Für die Zulassung der Revision wegen grundsätzlicher Bedeutung reicht es nicht aus, wenn der Kläger sich auf den Vortrag zurückzieht, die Auffassung des FG entspreche zwar der herrschenden Meinung, dieser könne aber "aus grundsätzlichen Erwägungen ganz und gar nicht gefolgt" werden.
Es reicht auch nicht aus, eine grundsätzliche Bedeutung der Rechtssache wegen Unvereinbarkeit der Vorentscheidung mit Vorschriften der Richtlinie 77/388/EWG zu behaupten und als Begründung lediglich auf eine fehlende hinreichende Tatbestandsmäßigkeit der innerstaatlichen gesetzlichen Bestimmungen hinzuweisen.
Soweit der Kläger --wie dies seinen Ausführungen entnehmbar ist-- eine Klärung für grundsätzlich bedeutsam hält, von welchen Voraussetzungen der Verzicht auf die Steuerbefreiung der Vermietung eines 1992 errichteten Gebäudes abhänge, bedarf es keiner Entscheidung durch ein Revisionsverfahren.
Aus § 27 Abs. 1 und 2 UStG 1993 ergibt sich eindeutig, daß die am 1. Januar 1994 wirksame Fassung des § 9 Abs. 2 UStG 1993 auf diese Umsätze nicht anwendbar ist, so daß die vorher maßgebenden Voraussetzungen heranzuziehen sind.
Klärungsbedarf für die Auslegung des § 9 Abs. 2 UStG in der vor dem 1. Januar 1994 geltenden Fassung besteht nicht. Die vom Kläger aufgeworfene Frage, ob die einen Verzicht ausschließende Verwendung des vermieteten Gebäudes für Wohnzwecke oder für andere nichtunternehmerische Zwecke nur durch den Leistungsempfänger oder auch durch den (Mieter des Leistungsempfängers als) Endnutzer verwirklicht werden könne, ist geklärt.

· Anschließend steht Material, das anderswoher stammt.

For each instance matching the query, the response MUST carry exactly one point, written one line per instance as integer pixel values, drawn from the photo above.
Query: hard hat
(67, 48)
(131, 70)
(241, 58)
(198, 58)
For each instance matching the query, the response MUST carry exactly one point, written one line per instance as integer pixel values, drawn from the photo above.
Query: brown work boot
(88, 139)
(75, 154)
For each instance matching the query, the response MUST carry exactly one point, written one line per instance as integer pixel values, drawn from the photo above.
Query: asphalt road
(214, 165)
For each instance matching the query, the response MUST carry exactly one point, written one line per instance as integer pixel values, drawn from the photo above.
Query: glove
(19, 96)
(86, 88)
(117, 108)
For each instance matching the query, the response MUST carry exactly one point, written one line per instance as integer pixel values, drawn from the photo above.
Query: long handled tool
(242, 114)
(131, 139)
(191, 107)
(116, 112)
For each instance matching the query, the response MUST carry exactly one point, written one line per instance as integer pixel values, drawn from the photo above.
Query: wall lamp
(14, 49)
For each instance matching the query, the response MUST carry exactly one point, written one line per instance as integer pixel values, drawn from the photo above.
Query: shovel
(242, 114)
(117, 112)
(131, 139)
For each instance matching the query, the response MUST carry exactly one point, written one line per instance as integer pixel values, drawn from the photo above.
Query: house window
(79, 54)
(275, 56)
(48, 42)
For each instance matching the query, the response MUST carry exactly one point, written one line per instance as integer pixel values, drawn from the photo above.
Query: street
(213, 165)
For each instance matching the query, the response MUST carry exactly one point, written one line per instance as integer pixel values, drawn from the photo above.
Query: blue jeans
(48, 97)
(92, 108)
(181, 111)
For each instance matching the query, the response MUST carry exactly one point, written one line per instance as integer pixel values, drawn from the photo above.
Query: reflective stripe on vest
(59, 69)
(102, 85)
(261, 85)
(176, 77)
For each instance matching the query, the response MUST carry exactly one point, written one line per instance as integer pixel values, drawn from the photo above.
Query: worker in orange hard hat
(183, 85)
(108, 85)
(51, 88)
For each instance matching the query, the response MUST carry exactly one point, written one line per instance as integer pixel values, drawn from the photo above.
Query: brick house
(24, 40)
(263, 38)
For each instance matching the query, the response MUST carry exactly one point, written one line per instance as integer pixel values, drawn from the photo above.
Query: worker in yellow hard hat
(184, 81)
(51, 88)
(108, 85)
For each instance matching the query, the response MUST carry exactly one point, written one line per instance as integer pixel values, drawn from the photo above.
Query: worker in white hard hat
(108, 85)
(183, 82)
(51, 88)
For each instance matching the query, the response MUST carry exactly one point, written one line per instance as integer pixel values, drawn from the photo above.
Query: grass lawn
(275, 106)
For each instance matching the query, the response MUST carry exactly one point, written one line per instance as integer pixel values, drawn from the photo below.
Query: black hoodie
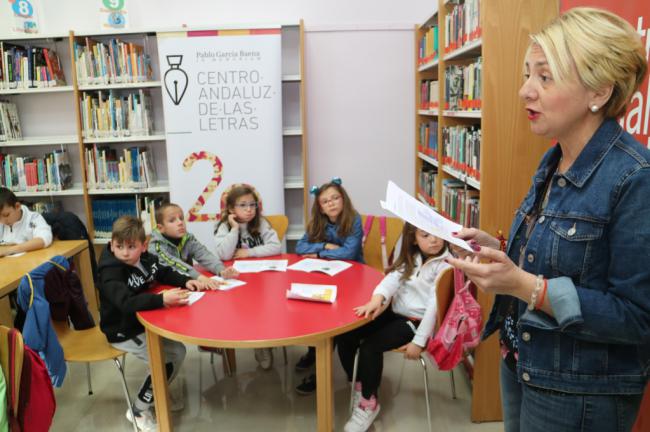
(123, 292)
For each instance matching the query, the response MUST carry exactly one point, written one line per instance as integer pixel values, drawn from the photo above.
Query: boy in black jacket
(125, 272)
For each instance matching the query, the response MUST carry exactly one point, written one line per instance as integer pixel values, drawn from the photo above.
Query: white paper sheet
(312, 292)
(317, 265)
(256, 266)
(422, 216)
(228, 283)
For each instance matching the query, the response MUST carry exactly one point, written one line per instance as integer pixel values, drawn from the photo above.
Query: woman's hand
(229, 272)
(241, 253)
(371, 309)
(411, 351)
(175, 297)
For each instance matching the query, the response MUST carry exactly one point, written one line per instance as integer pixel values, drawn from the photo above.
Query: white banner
(222, 93)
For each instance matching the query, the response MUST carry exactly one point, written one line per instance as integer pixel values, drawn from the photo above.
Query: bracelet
(539, 283)
(540, 302)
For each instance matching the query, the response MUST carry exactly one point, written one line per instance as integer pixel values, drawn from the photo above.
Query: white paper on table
(228, 284)
(256, 266)
(312, 292)
(422, 216)
(194, 297)
(330, 267)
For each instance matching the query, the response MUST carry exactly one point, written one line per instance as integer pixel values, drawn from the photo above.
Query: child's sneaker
(361, 419)
(143, 420)
(264, 357)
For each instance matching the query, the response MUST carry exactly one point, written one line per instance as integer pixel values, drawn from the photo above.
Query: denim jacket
(350, 246)
(592, 243)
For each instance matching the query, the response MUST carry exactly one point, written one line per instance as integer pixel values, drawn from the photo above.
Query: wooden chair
(372, 247)
(444, 295)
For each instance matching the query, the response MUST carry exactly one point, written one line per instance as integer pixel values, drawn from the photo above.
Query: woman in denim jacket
(573, 287)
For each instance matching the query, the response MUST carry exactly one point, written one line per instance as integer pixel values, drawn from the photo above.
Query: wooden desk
(12, 271)
(258, 315)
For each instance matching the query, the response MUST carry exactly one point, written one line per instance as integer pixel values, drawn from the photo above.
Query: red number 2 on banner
(194, 215)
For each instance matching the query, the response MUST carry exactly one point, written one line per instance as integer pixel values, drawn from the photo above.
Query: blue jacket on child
(38, 332)
(350, 246)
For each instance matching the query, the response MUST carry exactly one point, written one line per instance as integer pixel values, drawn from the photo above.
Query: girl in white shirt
(21, 230)
(409, 286)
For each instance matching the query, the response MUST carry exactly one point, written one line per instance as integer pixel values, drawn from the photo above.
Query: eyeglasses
(244, 206)
(331, 200)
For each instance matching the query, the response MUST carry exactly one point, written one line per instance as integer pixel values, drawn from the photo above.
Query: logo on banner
(175, 79)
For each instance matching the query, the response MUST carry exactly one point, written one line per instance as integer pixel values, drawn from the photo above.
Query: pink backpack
(461, 328)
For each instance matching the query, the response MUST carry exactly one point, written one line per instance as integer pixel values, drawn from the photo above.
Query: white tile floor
(263, 400)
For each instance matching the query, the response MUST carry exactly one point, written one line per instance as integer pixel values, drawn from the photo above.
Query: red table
(258, 315)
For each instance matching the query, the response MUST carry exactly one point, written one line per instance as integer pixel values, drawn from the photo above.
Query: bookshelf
(508, 152)
(52, 118)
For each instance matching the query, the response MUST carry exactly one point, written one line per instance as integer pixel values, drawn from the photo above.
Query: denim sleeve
(621, 314)
(351, 247)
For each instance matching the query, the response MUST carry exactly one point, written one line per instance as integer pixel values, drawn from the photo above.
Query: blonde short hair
(605, 49)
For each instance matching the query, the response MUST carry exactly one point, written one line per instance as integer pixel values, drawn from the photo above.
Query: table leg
(159, 381)
(324, 393)
(85, 271)
(6, 317)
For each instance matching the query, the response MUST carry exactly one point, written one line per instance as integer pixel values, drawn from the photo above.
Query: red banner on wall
(637, 119)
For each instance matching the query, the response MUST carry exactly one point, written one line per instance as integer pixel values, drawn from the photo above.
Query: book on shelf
(106, 168)
(110, 62)
(23, 67)
(52, 172)
(329, 267)
(108, 115)
(312, 292)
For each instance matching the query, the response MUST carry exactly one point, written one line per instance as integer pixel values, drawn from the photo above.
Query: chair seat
(84, 345)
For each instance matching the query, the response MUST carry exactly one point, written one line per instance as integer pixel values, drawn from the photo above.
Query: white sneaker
(361, 419)
(144, 421)
(264, 357)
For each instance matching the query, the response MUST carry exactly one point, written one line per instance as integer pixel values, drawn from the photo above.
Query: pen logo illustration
(175, 79)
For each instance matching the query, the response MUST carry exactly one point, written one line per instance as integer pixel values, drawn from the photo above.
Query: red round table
(258, 314)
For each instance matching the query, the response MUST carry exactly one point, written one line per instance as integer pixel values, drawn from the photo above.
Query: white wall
(359, 74)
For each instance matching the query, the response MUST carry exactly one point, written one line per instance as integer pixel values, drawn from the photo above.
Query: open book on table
(312, 292)
(256, 266)
(317, 265)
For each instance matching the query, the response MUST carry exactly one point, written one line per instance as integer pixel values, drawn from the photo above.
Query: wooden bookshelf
(509, 152)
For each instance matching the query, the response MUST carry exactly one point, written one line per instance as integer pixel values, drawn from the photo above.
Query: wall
(359, 73)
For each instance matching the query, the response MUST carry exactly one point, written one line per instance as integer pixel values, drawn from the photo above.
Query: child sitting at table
(177, 248)
(334, 232)
(21, 230)
(126, 271)
(407, 324)
(242, 232)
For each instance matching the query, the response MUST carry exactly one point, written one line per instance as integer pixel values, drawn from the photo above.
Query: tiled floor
(256, 400)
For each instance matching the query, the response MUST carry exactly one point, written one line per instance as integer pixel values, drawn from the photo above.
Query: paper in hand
(422, 216)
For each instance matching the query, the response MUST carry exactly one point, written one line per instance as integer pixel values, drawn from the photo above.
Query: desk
(13, 270)
(258, 315)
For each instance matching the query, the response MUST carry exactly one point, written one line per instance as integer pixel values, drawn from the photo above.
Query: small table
(14, 268)
(258, 315)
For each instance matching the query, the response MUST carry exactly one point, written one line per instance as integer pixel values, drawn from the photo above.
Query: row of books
(427, 182)
(108, 169)
(462, 149)
(462, 25)
(106, 211)
(428, 48)
(463, 85)
(111, 62)
(24, 67)
(106, 114)
(429, 138)
(52, 172)
(9, 122)
(459, 203)
(429, 95)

Das FG hat überzeugend dargelegt, daß es nach dem Wortsinn des § 9 Abs. 2 UStG ("dient" und "zu dienen bestimmt ist") auf die wirkliche Nutzung (auf der Endstufe) ankomme, daß dies der Rechtsprechung des BFH (Urteil vom 21. April 1993 XI R 55/90, BFHE 172, 141, BStBl II 1994, 266) entspreche und daß diese Auslegung von der Verwaltung (Abschn. 148 Abs. 5, 6 Satz 1 der Umsatzsteuer-Richtlinien 1992) und dem Fachschrifttum geteilt werde. Gewichtige, bisher noch nicht bedachte Gesichtspunkte hat der Kläger nicht dargelegt.
2. Die Revision ist auch nicht nach § 115 Abs. 2 Nr. 2 FGO wegen Abweichung der Vorentscheidung von Grundsätzen in dem Urteil des BFH in BFHE 172, 141, BStBl II 1994, 266 zuzulassen. Insoweit genügt die Beschwerde nicht den Anforderungen, die nach § 115 Abs. 3 Satz 3 FGO zur Darlegung der Abweichung erfüllt werden müssen.

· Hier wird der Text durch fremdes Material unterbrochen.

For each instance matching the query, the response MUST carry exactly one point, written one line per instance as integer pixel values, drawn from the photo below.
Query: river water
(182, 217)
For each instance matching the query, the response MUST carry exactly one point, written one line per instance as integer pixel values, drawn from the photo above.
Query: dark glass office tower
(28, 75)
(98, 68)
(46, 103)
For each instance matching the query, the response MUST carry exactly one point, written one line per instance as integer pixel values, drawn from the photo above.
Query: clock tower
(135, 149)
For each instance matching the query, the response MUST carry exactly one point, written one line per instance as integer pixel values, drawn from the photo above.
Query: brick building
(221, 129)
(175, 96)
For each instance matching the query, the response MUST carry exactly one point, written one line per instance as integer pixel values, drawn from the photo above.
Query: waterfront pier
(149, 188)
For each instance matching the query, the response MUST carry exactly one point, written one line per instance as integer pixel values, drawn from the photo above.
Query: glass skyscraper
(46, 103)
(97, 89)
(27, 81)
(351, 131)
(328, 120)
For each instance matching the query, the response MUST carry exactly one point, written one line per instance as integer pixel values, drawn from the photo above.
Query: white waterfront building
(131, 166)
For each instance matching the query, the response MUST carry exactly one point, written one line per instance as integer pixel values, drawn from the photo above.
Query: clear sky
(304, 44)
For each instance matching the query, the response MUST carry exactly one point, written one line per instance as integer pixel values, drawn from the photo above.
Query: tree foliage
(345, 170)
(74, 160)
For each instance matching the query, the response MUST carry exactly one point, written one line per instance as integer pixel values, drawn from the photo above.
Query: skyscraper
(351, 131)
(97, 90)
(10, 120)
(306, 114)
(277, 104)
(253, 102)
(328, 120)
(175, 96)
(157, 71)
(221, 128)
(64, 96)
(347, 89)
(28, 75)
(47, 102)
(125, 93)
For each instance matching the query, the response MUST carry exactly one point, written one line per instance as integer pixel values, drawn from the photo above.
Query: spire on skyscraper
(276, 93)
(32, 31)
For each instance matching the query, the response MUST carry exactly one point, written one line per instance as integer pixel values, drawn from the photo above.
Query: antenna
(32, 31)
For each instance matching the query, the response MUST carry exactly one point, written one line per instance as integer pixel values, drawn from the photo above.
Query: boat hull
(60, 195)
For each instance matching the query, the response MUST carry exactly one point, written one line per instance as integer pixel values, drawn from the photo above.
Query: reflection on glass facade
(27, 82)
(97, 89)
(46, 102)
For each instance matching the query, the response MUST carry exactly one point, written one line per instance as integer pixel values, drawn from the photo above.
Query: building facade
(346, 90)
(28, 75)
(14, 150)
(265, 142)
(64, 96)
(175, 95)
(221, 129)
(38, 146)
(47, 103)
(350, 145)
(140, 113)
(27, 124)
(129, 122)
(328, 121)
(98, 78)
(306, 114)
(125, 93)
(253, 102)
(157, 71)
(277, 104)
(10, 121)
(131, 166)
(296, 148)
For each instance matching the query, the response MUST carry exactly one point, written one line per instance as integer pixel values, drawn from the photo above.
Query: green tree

Der Kläger bezeichnet keine entscheidungserheblichen Rechtssätze aus dem finanzgerichtlichen Urteil und abstrakte Rechtssätze aus der Entscheidung des BFH so genau, daß eine Abweichung erkennbar wird, weil die gegenübergestellten Rechtsgrundsätze unvereinbar sind (BFH-Beschlüsse vom 1. August 1990 II B 36/90, BFHE 161, 418, BStBl II 1990, 987; vom 30. März 1983 I B 9/83, BFHE 138, 152, BStBl II 1983, 479). Er behauptet eine Abweichung nur.
Die Abweichung besteht im übrigen auch nicht; denn der BFH hat unter II. 2. a in dem bezeichneten Urteil ausdrücklich entschieden, daß es für die Beantwortung der Frage, ob ein Grundstück Wohnzwecken oder anderen nichtunternehmerischen Zwecken diene oder zu dienen bestimmt sei, auf die tatsächliche Verwendung durch den jeweiligen "Endnutzer" des Grundstücks ankomme. Dem hat sich das FG angeschlossen.
3. Schließlich ist die Revision auch nicht wegen eines Verfahrensmangels (§ 115 Abs. 2 Nr. 3 FGO) zuzulassen.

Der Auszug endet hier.